Open kbaum opened 11 years ago
I usually do analysing via grep and small scripts around it But there's some pre-pre-alpha tool by @oruen - https://github.com/oruen/trailblazer
I have a memory leak and i have successfully dumped the heap but now i really am having a hard time knowing where to begin.
Do you have a way to replicate the leak?
Best way is to find a way to examine a leak in progress and watch HeapDump.count_objects
with your namespace as leak becomes bigger
In this way you usually can figure out what types of objects leak.
Also usually there're some objects like sessions/controllers/requests whose counts are proportional to load you throw at the app, and also which should be cleaned up when load is over.
HeapDump calls gc by default so that what is in count/dump - it is leaked or used at the moment.
Then trace these objects references to some root-objects (globals, class variables etc.), also look for symbol#to_proc (usually used in constructs like arr.map(&:this_is_the_symbol)
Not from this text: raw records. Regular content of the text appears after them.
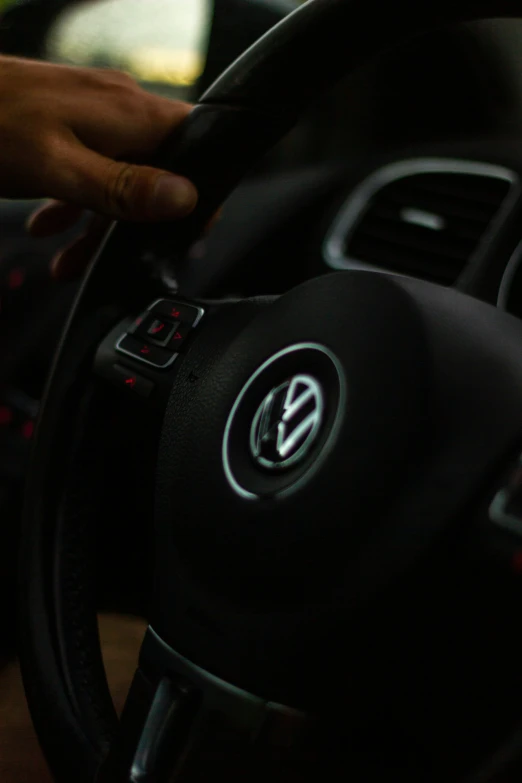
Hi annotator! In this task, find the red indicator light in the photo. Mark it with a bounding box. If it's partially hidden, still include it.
[511,549,522,574]
[22,419,34,440]
[7,267,25,291]
[0,405,13,427]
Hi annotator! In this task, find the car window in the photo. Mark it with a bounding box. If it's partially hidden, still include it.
[45,0,212,97]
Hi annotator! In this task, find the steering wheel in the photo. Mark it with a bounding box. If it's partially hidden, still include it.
[20,0,522,783]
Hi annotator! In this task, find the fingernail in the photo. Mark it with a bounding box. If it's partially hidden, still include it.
[153,174,198,220]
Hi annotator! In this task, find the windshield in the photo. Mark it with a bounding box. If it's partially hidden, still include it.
[45,0,304,97]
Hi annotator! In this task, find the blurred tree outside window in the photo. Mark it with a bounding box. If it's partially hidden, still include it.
[45,0,212,98]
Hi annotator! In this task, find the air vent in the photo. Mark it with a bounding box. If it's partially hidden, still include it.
[324,158,519,286]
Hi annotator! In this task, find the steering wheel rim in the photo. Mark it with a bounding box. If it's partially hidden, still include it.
[19,0,522,783]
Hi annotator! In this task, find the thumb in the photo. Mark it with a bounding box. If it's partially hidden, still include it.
[54,145,198,222]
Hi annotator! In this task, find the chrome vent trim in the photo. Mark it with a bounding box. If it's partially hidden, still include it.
[323,157,520,282]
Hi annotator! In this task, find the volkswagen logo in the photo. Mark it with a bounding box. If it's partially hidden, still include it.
[250,375,324,470]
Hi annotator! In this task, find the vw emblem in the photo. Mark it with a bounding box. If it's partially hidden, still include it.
[250,375,324,470]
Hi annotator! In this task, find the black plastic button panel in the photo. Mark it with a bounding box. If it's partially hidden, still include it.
[110,364,154,397]
[116,299,204,370]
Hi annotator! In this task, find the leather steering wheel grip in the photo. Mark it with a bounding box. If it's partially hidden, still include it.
[19,0,522,783]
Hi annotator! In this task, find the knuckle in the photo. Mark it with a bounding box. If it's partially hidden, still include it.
[105,163,135,214]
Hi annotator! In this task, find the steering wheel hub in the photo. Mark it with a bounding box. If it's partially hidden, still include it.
[223,343,346,500]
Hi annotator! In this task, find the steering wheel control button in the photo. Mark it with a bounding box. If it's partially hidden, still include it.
[116,334,178,370]
[250,375,325,470]
[128,310,149,334]
[222,343,347,500]
[140,316,180,347]
[169,324,191,351]
[150,299,205,327]
[110,364,154,397]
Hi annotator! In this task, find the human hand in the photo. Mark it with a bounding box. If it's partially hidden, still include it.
[0,56,198,278]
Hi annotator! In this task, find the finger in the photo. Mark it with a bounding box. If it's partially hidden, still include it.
[26,200,83,239]
[53,142,198,222]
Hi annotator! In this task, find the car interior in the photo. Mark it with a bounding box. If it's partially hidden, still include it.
[6,0,522,783]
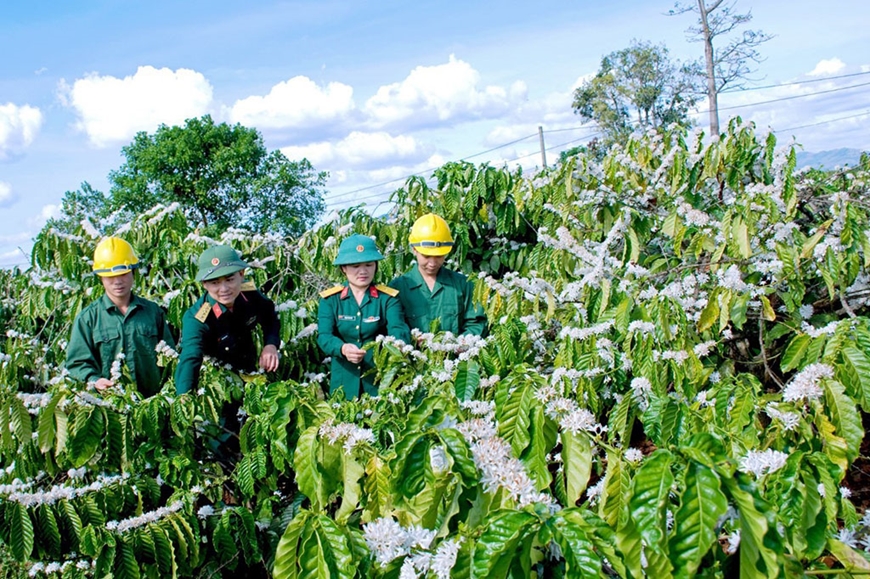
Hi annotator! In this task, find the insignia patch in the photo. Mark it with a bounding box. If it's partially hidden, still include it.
[375,283,399,297]
[193,302,211,324]
[320,285,344,298]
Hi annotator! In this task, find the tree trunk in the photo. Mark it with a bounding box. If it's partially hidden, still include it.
[698,0,720,137]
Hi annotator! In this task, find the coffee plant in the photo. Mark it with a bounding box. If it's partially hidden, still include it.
[0,119,870,579]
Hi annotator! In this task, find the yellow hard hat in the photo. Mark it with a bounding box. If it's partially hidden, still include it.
[408,213,453,255]
[94,237,139,277]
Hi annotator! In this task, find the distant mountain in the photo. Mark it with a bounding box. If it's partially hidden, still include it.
[797,149,861,169]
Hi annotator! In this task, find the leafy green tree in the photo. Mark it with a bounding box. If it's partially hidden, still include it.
[572,41,701,143]
[109,115,327,236]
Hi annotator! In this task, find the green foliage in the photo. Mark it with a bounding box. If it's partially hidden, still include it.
[109,115,326,235]
[0,119,870,578]
[572,41,700,143]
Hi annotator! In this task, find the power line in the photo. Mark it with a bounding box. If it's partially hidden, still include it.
[718,70,870,94]
[324,80,870,208]
[773,110,870,133]
[324,133,538,201]
[689,82,870,115]
[459,133,538,161]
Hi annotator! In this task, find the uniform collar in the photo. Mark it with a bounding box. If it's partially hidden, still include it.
[408,263,444,293]
[100,294,142,312]
[339,283,378,300]
[205,292,248,318]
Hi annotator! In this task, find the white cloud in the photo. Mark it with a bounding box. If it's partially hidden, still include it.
[808,57,846,76]
[60,66,212,147]
[0,248,30,268]
[0,103,43,161]
[230,76,355,130]
[365,55,527,127]
[281,131,431,171]
[0,181,18,207]
[326,153,448,210]
[27,203,60,229]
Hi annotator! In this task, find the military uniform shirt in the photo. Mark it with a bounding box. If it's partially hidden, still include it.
[317,284,411,400]
[175,282,281,394]
[389,264,487,336]
[65,295,175,397]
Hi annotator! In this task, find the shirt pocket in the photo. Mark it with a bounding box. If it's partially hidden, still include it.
[438,304,459,333]
[361,314,387,341]
[133,324,162,358]
[335,314,360,342]
[94,327,121,362]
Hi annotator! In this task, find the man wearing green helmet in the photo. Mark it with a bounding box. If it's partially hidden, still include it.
[65,237,175,397]
[390,213,487,336]
[317,235,411,400]
[175,245,281,394]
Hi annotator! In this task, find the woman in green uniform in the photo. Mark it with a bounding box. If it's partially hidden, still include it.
[317,235,411,400]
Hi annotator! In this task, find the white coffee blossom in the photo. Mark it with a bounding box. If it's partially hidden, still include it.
[623,448,643,464]
[740,449,788,478]
[782,364,834,402]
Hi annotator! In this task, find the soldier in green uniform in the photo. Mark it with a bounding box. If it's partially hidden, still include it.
[175,245,281,394]
[317,235,411,400]
[390,213,487,336]
[65,237,175,397]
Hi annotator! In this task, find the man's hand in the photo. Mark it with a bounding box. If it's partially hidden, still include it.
[94,378,115,392]
[260,344,278,372]
[341,344,366,364]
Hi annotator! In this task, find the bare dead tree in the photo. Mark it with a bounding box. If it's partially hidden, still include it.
[669,0,773,135]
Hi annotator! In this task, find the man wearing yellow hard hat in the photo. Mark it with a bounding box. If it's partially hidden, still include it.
[65,237,175,397]
[389,213,487,336]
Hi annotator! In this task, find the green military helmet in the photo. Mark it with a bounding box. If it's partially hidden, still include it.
[332,233,384,265]
[196,245,248,281]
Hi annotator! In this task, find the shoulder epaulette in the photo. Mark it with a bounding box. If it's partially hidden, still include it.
[193,301,211,324]
[320,285,344,298]
[375,283,399,297]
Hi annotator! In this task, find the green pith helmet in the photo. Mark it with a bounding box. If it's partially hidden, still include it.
[196,245,248,281]
[332,233,384,265]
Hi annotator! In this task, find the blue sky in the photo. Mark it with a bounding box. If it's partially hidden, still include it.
[0,0,870,266]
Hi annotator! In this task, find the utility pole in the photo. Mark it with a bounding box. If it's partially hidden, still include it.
[538,125,547,168]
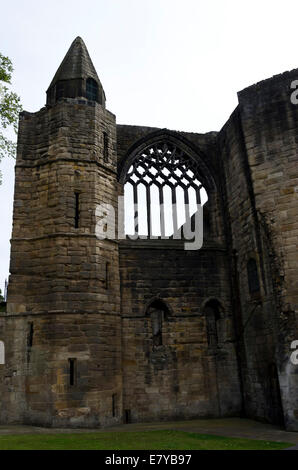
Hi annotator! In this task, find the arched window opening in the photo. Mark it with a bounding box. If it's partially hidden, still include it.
[0,341,5,365]
[86,78,98,101]
[147,300,169,349]
[204,300,221,347]
[124,141,208,238]
[247,258,260,294]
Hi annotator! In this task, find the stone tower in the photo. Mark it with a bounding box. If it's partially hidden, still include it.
[3,37,122,426]
[0,38,298,430]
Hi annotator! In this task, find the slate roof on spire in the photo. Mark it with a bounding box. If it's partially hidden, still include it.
[49,36,101,89]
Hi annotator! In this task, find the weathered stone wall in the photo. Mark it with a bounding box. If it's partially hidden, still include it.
[2,100,122,426]
[0,61,298,430]
[120,241,241,421]
[239,70,298,430]
[219,108,282,422]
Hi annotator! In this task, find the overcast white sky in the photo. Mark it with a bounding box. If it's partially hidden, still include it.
[0,0,298,289]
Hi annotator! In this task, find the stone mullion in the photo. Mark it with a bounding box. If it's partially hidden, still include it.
[158,186,166,238]
[172,186,178,235]
[146,186,152,238]
[133,184,139,235]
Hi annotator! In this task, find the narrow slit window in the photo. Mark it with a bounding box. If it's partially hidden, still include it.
[0,341,5,365]
[112,393,117,418]
[247,258,260,295]
[75,193,80,228]
[27,322,34,348]
[86,78,98,101]
[103,132,109,162]
[105,262,110,289]
[56,82,65,101]
[125,410,131,424]
[68,359,77,387]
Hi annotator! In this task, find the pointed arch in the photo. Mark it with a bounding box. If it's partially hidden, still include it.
[118,129,217,239]
[118,129,216,192]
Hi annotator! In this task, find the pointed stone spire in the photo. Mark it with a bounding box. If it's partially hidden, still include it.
[47,36,105,106]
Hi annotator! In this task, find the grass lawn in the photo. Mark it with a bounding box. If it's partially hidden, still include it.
[0,430,293,450]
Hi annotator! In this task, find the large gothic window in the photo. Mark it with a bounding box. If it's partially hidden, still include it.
[124,141,208,238]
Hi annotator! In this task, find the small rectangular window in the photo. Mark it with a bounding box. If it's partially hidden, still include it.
[75,193,80,228]
[68,359,77,387]
[112,393,117,418]
[106,262,110,289]
[125,410,131,424]
[103,132,109,162]
[27,322,34,348]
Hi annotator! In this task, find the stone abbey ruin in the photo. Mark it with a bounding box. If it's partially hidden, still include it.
[0,38,298,431]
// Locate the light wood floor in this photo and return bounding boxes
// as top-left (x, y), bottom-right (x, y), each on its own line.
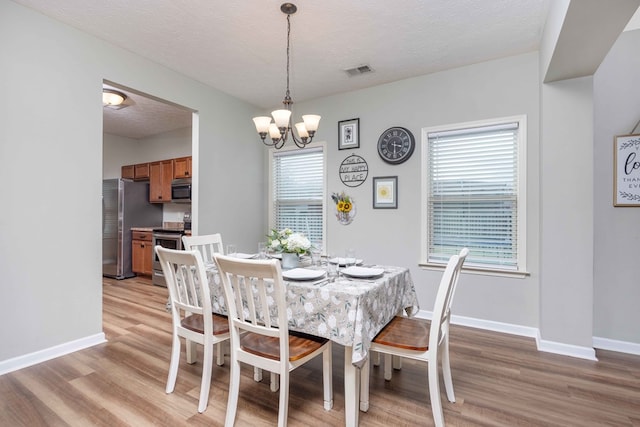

) - it tends to leave references to context(VM/env/object self) linger in cache
Regarding HeapDump.count_objects, i dont have a namespace i use for all of my objects. When i do HeapDump.count_objects, i just get something like:
4] pry(main)> puts HeapDump.count_objects
{
"total_slots": 754211,
"free_slots": 103849,
"basic_types": {
"T_OBJECT": 16798,
"T_CLASS": 9724,
"T_MODULE": 1909,
"T_FLOAT": 9,
"T_STRING": 344722,
"T_REGEXP": 3528,
"T_ARRAY": 154334,
"T_HASH": 12191,
"T_STRUCT": 608,
"T_BIGNUM": 14,
"T_FILE": 5,
"T_DATA": 59356,
"T_MATCH": 87,
"T_COMPLEX": 1,
"T_RATIONAL": 77,
"T_NODE": 44205,
"T_ICLASS": 2794
},
"user_types": {
}
}
=> nil
Re: tracing these object references, I am having a hard time understanding how to trace references. I think the problem is i dont fully understand the meaning of all of the fields within the json. How to know if one object references another?
Thanks for your help!
count_objects
cannot determine that for you, as only you know structure of your code
By namespace i mean с++ term, you can think of it as of root module/class For example:
module ThisIsNamespace
class SomeClass
...
end
class SomeAnotherClass
...
end
end
classes will be named ThisIsNamespace::SomeClass
, ThisIsNamespace::SomeAnotherClass
etc., so you can count their instances without naming them all - HeapDump.count_objects([ThisIsNamespace, SomeOtherNamespace])
One object references another if (simplified) it has another object's id stored in it. Most long numbers in dump are ids. Each line contains one object so you can simply grep for target id, this will give the object itself and all objects that reference it.
Unfortunately in current version there's no way to tell a number from id, but you usually know if you use id values along with references (@foo = other_obj.object_id
- will not produce a hard reference, but will show up in dump).
In regards to count_objects, i i have no idea what classes are leaking so my first instinct is to just count them all. How do i know where to start? Why not just have a way to count all objects?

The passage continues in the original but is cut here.